PDNet：通过预测解耦实现更好的单阶段目标检测

PDNet: Towards Better One-stage Object Detection with Prediction Decoupling.

作者信息

Yang Li, Xu Yan, Wang Shaoru, Yuan Chunfeng, Zhang Ziqi, Li Bing, Hu Weiming

出版信息

IEEE Trans Image Process. 2022 Jul 28;PP. doi: 10.1109/TIP.2022.3193223.

DOI:10.1109/TIP.2022.3193223

Abstract

Recent one-stage object detectors follow a per-pixel prediction approach that predicts both the object category scores and boundary positions from every single grid location. However, the most suitable positions for inferring different targets, i.e., the object category and boundaries, are generally different. Predicting all these targets from the same grid location thus may lead to sub-optimal results.
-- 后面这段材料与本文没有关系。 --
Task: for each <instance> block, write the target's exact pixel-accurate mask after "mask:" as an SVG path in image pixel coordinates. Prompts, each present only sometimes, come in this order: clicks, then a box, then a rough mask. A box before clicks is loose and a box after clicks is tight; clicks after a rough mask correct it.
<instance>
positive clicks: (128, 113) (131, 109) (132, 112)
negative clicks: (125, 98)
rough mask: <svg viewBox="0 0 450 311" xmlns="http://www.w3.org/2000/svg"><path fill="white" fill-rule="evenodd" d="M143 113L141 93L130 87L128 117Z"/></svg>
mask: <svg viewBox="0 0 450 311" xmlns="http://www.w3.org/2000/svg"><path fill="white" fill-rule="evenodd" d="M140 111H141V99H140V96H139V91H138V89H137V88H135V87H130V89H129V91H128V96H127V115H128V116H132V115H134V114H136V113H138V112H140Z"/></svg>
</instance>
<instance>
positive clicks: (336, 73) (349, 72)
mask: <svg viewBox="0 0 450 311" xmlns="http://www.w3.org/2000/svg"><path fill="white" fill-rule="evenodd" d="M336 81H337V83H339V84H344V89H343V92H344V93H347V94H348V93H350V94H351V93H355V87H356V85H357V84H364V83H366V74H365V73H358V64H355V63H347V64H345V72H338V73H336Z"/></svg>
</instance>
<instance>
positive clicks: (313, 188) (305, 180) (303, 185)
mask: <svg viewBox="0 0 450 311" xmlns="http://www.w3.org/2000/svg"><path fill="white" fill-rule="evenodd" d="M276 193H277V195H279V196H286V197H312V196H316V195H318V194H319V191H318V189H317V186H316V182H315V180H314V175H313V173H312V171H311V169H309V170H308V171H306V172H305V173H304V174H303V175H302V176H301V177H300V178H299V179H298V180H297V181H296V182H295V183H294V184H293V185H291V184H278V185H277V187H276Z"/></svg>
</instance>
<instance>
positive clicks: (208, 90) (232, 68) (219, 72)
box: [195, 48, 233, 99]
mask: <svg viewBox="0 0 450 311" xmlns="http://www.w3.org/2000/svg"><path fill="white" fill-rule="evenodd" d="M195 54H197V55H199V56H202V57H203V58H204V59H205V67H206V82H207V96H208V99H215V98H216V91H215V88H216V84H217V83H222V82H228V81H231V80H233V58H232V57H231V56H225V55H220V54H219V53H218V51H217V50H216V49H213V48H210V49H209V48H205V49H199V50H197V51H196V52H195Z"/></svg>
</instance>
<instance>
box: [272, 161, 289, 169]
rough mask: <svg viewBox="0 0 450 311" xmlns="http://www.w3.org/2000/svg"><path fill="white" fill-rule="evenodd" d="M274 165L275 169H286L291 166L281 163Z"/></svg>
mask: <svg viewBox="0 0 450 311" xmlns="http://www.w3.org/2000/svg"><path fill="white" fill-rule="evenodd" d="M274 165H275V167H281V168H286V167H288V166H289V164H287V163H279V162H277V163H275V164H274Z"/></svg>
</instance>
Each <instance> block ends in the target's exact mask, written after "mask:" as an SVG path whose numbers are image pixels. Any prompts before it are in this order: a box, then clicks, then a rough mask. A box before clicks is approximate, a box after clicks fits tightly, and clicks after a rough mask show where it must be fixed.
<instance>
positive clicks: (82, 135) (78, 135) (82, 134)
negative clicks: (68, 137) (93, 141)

In this paper, we analyze the suitable inference positions for object category and boundaries, and propose a prediction-target-decoupled detector named PDNet to establish a more flexible detection paradigm. Our PDNet with the prediction decoupling mechanism encodes different targets separately in different locations. A learnable prediction collection module is devised with two sets of dynamic points, i.e., dynamic boundary points and semantic points, to collect and aggregate the predictions from the favorable regions for localization and classification. We adopt a two-step strategy to learn these dynamic point positions, where the prior positions are estimated for different targets first, and the network further predicts residual offsets to the positions with better perceptions of the object properties. Extensive experiments on the MS COCO benchmark demonstrate the effectiveness and efficiency of our method. With a single ResNeXt-64x4d-101-DCN as the backbone, our detector achieves 50.1 AP with single-scale testing, which outperforms the state-of-the-art methods by an appreciable margin under the same experimental settings. Moreover, our detector is highly efficient as a one-stage framework. Our code will be public.

摘要

近期的单阶段目标检测器采用逐像素预测方法，从每个网格位置预测目标类别分数和边界位置。然而，推断不同目标（即目标类别和边界）最合适的位置通常是不同的。因此，从同一网格位置预测所有这些目标可能会导致次优结果。在本文中，我们分析了目标类别和边界的合适推断位置，并提出了一种名为PDNet的预测目标解耦检测器，以建立更灵活的检测范式。我们具有预测解耦机制的PDNet在不同位置分别对不同目标进行编码。设计了一个可学习的预测收集模块，该模块有两组动态点，即动态边界点和语义点，用于从定位和分类的有利区域收集和聚合预测。我们采用两步策略来学习这些动态点的位置，首先为不同目标估计先验位置，然后网络进一步预测到对目标属性有更好感知的位置的残差偏移。在MS COCO基准上进行的大量实验证明了我们方法的有效性和效率。以单个ResNeXt-64x4d-101-DCN作为主干，我们的检测器在单尺度测试下达到了50.1 AP，在相同实验设置下比当前最先进的方法有显著优势。此外，作为一个单阶段框架，我们的检测器效率很高。我们的代码将公开。